Portable pools have been capable of turning any ordinary backyard into a summertime paradise for generations. But a new safety study provides a somber reminder that water is water — whether it’s six inches in an inflatable pool or six feet in an in-ground model — so parents, caregivers, and kids need to take heed: “Every five days a child drowns in a portable pool during the summer in the U.S.”

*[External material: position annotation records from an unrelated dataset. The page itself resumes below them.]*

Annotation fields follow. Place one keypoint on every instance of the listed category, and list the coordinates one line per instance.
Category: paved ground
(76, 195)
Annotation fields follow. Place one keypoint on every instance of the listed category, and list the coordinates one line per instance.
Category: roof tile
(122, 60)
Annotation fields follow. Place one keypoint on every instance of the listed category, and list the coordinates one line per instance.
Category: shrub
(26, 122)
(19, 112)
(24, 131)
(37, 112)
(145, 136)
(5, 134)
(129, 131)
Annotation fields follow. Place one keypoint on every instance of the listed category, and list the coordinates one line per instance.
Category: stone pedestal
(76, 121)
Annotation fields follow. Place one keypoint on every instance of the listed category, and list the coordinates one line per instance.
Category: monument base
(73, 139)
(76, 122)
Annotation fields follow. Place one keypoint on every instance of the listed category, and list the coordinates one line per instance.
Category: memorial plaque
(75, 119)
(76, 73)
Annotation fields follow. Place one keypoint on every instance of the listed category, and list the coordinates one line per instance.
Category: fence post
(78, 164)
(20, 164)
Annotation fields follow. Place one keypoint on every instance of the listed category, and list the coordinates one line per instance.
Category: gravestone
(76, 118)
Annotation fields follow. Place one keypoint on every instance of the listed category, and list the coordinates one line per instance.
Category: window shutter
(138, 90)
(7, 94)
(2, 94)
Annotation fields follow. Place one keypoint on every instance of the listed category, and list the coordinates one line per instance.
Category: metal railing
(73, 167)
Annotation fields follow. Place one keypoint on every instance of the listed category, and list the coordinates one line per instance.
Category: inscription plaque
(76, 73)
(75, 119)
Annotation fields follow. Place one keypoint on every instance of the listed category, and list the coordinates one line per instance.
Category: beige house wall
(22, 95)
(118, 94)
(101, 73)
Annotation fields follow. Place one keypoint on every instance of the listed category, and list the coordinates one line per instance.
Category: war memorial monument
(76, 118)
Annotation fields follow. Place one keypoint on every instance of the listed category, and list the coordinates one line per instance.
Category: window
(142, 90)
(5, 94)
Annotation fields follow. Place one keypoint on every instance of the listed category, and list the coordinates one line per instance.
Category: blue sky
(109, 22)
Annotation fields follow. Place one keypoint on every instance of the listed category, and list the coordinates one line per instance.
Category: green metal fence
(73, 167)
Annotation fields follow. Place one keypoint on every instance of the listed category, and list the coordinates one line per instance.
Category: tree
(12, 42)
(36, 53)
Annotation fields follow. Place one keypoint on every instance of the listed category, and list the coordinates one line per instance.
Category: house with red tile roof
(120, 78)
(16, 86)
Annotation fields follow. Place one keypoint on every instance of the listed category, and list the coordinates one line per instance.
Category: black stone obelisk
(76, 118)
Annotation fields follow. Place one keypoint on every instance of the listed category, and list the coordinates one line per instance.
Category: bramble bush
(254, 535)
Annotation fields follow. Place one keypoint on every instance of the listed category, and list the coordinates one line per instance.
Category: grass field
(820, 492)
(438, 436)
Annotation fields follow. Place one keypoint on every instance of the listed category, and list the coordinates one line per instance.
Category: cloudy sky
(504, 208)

The report, prepared by the Center for Injury Research and Policy of The Research Institute at Nationwide Children’s Hospital, looked at over 200 accidental drowning deaths of children under the age of 12, linked to different kinds of portable pools, from 2001 to 2009.  A press release from the Center quotes the senior author of the study, Dr. Gary A. Smith, on what may be the key disconnect when it comes to understanding the safety risks inherent in even the smallest portable pools: “Because portable pools are generally small, inexpensive and easy to use, parents often do not think about the potential dangers these pools present.” So precautions that have become standard protocol when it comes to larger in-ground pools — like the use of safety fences and gates surrounding the pool — may not even be considered for smaller, portable pools.

Portable pools run the gamut from $100 inflatable models (really more like small ponds) in which the water level doesn’t get more than a few inches deep, to larger and more sturdy pools that can hold thousands of gallons of water. What all portable pools seem to have in common, according to the study, is that under the right (or wrong) circumstances, they can pose the same risk of drowning and submersion injuries as larger in-ground and stationary pools. You can read a free online version of the study, Submersion Events in Portable Above-Ground Pools in the U.S., 2001-2009, from Pediatrics, the Official Journal of the American Academy of Pediatrics.